Avec l’élection de Ronald Reagan en 1980, débute une croisade des « créationnistes scientifiques » : les fondamentalistes sont dans l’antichambre du pouvoir. Les créationnistes vont jusqu’à considérer que la théorie de l’évolution des espèces est un dogme. C’est ainsi qu’en 1981, une loi visant à accorder le même traitement à la science de la création et à la théorie de l’évolution dans l’enseignement est promulguée dans l’Arkansas. Mais l’année suivante, à Little Rock dans l’Arkansas, se tient un deuxième procès médiatique. Le célèbre paléontologue Stephen Jay Gould (1941 - 2002) est appelé à la barre en tant qu’expert : le créationnisme n’est pas reconnu comme étant une science et ladite loi est déclarée anticonstitutionnelle. Pourtant, le président Reagan avait soutenu les évangéliques ; il avait déclaré publiquement préférer descendre d’Adam et Ève que d’un singe.

Il y aura ainsi 26 procès perdus par les créationnistes, jusqu’à ce que la Cour Suprême déclare en 1987 illégal l’enseignement de la « science de la création ».

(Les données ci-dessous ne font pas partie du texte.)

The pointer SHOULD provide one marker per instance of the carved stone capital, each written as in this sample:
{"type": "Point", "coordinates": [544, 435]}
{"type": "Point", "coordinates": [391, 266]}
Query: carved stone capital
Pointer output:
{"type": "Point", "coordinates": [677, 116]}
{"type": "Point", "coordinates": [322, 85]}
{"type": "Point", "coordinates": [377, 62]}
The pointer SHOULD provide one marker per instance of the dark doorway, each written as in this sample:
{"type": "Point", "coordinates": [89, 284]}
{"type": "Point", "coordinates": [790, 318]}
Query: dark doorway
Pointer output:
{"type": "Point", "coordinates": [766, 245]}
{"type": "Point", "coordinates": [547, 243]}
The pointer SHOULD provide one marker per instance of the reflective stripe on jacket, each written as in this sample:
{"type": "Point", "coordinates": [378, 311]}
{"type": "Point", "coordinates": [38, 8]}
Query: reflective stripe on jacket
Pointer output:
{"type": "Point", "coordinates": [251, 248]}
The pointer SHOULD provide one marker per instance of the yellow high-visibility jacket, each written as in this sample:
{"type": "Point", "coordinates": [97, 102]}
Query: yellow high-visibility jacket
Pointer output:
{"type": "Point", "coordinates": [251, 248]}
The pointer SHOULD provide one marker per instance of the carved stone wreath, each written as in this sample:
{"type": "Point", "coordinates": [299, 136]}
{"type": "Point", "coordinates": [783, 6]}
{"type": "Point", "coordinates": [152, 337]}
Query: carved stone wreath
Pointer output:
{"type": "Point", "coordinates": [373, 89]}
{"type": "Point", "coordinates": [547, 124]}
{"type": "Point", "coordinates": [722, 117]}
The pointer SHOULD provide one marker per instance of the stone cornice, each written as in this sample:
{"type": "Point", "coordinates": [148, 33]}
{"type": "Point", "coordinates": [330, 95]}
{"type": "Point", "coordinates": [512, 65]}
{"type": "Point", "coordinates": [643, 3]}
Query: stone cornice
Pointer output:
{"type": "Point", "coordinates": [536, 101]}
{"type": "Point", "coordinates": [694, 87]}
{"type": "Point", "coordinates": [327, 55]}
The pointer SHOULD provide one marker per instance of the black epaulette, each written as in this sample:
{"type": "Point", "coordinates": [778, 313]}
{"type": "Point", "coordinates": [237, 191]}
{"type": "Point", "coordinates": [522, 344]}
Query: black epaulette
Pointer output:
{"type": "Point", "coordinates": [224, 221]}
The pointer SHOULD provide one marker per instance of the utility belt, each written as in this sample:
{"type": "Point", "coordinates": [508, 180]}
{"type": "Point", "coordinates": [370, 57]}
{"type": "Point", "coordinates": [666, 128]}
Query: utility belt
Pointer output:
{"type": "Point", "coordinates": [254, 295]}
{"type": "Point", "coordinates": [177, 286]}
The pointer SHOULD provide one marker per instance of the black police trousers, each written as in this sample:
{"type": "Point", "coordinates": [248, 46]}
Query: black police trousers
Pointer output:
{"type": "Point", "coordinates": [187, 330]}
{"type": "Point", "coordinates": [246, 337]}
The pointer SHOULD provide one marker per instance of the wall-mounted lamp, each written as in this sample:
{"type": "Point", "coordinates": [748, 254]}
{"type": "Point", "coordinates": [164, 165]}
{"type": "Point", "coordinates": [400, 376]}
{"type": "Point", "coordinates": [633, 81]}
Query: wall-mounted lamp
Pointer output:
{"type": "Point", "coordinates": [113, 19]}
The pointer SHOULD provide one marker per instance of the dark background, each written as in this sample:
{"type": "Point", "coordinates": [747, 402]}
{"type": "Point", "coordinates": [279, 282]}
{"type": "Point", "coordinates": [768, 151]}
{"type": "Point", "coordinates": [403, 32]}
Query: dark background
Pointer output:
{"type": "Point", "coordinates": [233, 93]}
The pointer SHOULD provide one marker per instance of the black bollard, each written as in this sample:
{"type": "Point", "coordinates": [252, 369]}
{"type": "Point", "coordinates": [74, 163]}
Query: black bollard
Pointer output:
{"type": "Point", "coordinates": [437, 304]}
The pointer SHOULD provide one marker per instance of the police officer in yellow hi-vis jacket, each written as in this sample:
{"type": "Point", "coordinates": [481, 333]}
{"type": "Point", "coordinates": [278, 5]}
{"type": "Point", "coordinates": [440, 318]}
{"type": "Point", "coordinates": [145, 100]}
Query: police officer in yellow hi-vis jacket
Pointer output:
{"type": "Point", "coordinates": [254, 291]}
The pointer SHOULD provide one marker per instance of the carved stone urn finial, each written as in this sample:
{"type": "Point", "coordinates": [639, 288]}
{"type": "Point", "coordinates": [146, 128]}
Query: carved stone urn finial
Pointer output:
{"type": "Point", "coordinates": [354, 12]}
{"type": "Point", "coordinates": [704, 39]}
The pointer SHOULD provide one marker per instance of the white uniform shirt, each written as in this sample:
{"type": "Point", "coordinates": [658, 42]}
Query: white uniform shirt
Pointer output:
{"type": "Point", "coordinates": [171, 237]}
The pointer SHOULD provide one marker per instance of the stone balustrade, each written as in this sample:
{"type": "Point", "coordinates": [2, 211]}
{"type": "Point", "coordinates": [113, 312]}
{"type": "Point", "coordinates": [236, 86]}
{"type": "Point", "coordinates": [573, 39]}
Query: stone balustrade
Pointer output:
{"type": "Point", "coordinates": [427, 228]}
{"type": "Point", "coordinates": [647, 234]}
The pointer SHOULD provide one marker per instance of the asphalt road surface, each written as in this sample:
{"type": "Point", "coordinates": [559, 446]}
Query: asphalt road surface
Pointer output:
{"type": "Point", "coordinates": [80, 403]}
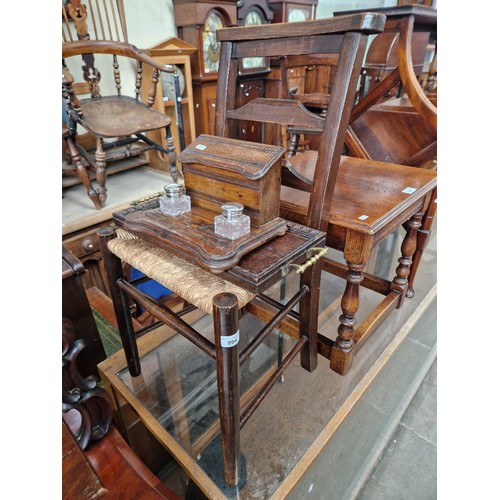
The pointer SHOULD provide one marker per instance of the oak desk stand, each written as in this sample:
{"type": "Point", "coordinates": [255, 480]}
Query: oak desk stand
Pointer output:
{"type": "Point", "coordinates": [224, 295]}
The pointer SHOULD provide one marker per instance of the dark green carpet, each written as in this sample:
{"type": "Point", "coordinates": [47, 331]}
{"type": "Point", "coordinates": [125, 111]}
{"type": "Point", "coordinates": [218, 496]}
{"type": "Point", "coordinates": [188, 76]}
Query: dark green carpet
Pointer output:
{"type": "Point", "coordinates": [109, 335]}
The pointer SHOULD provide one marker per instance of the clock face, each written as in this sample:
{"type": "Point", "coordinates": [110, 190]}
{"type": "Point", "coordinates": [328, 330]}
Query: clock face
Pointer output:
{"type": "Point", "coordinates": [254, 17]}
{"type": "Point", "coordinates": [211, 47]}
{"type": "Point", "coordinates": [297, 14]}
{"type": "Point", "coordinates": [167, 84]}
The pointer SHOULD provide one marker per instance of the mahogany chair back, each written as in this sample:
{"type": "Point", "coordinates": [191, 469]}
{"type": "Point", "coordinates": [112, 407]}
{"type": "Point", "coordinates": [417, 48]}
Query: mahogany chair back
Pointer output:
{"type": "Point", "coordinates": [346, 37]}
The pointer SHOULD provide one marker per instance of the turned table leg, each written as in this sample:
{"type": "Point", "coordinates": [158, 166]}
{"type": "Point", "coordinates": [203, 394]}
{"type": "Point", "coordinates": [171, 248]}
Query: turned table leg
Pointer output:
{"type": "Point", "coordinates": [357, 250]}
{"type": "Point", "coordinates": [225, 309]}
{"type": "Point", "coordinates": [408, 247]}
{"type": "Point", "coordinates": [423, 235]}
{"type": "Point", "coordinates": [342, 352]}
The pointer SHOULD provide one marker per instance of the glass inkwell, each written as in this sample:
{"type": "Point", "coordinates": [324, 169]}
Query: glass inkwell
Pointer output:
{"type": "Point", "coordinates": [175, 201]}
{"type": "Point", "coordinates": [232, 223]}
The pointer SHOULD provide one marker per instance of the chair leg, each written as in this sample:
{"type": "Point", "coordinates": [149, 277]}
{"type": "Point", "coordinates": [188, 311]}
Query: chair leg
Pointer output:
{"type": "Point", "coordinates": [423, 235]}
{"type": "Point", "coordinates": [114, 272]}
{"type": "Point", "coordinates": [101, 175]}
{"type": "Point", "coordinates": [308, 314]}
{"type": "Point", "coordinates": [408, 248]}
{"type": "Point", "coordinates": [82, 172]}
{"type": "Point", "coordinates": [225, 309]}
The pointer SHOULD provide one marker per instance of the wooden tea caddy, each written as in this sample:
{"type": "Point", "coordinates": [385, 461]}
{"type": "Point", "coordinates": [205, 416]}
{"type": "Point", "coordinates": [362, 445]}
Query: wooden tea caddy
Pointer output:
{"type": "Point", "coordinates": [216, 170]}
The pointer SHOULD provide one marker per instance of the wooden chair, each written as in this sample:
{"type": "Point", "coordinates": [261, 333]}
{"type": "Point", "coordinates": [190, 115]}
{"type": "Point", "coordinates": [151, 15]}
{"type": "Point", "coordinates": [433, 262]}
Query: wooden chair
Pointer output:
{"type": "Point", "coordinates": [77, 167]}
{"type": "Point", "coordinates": [358, 202]}
{"type": "Point", "coordinates": [117, 121]}
{"type": "Point", "coordinates": [107, 20]}
{"type": "Point", "coordinates": [154, 249]}
{"type": "Point", "coordinates": [402, 130]}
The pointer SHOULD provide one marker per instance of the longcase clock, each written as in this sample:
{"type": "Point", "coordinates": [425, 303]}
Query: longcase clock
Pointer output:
{"type": "Point", "coordinates": [197, 22]}
{"type": "Point", "coordinates": [291, 11]}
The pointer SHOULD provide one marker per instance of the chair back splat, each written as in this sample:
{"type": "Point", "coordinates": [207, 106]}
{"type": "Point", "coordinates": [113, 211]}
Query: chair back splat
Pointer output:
{"type": "Point", "coordinates": [346, 36]}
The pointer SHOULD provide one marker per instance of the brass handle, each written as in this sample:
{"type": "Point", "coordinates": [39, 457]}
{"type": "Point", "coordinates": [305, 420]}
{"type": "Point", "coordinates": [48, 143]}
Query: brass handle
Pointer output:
{"type": "Point", "coordinates": [299, 269]}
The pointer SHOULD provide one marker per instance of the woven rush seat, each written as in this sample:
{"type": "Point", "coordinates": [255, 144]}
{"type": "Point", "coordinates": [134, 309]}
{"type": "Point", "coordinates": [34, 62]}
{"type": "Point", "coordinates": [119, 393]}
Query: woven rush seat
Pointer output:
{"type": "Point", "coordinates": [187, 280]}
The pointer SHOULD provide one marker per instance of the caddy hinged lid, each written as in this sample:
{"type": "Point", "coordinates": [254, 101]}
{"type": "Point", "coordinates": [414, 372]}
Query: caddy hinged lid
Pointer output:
{"type": "Point", "coordinates": [249, 159]}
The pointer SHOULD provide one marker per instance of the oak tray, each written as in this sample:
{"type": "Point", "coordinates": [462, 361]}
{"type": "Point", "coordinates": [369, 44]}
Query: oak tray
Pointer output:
{"type": "Point", "coordinates": [191, 235]}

Le créationnisme n’ayant pas d’avenir, du moins scolaire, il change de visage. À partir des années 1990, se développe une théorie qui se prétend scientifique et qui remet en question la théorie de l’évolution : l’intelligent design est un principe providentialiste qui fait intervenir une transcendance en se gardant d’utiliser le mot Dieu. L’intelligent design est, certes, évolutionniste mais anti-darwinien. Ce mouvement est soutenu par un puissant et très conservateur lobbying le Discovery Institute. Sur le site de l’organisation on peut lire : « Le dessein intelligent est une théorie scientifique qui affirme que certaines caractéristiques de la nature sont mieux expliquées par une cause intelligente, plutôt que par un processus non dirigé tel que la sélection naturelle. »

En 2005, à Dover en Pennsylvanie, se déroule un autre procès, cette fois contre l’enseignement de l’intelligent design. Leurs partisans, soutenus par George W Bush, perdent le procès et le juge déclare que la démarche de l’intelligent design est « d’une stupidité à vous couper le souffle. »

Contrairement au créationnisme fixiste, l’intelligent design ne s’oppose pas à l’évolution, mais il s’agit d’une évolution programmée, ayant une finalité. Le monde est forcément le résultat d’un projet, d’une intention, d’un plan. Le monde est trop ordonné, trop complexe pour résulter du hasard. Il ne peut qu’être l’œuvre d’une puissance créatrice, d’un dessein intelligent. C’est le principe de la « complexité irréductible » ou la métaphore de l’horloger de William Paley : « si vous trouvez une montre sur la lande, vous ne doutez pas qu’elle a été fabriquée par un horloger ». De même, comment penser qu’un organe aussi complexe que l’œil, par exemple, avec la précision de son optique et de sa géométrie, ait pu se former par pur hasard.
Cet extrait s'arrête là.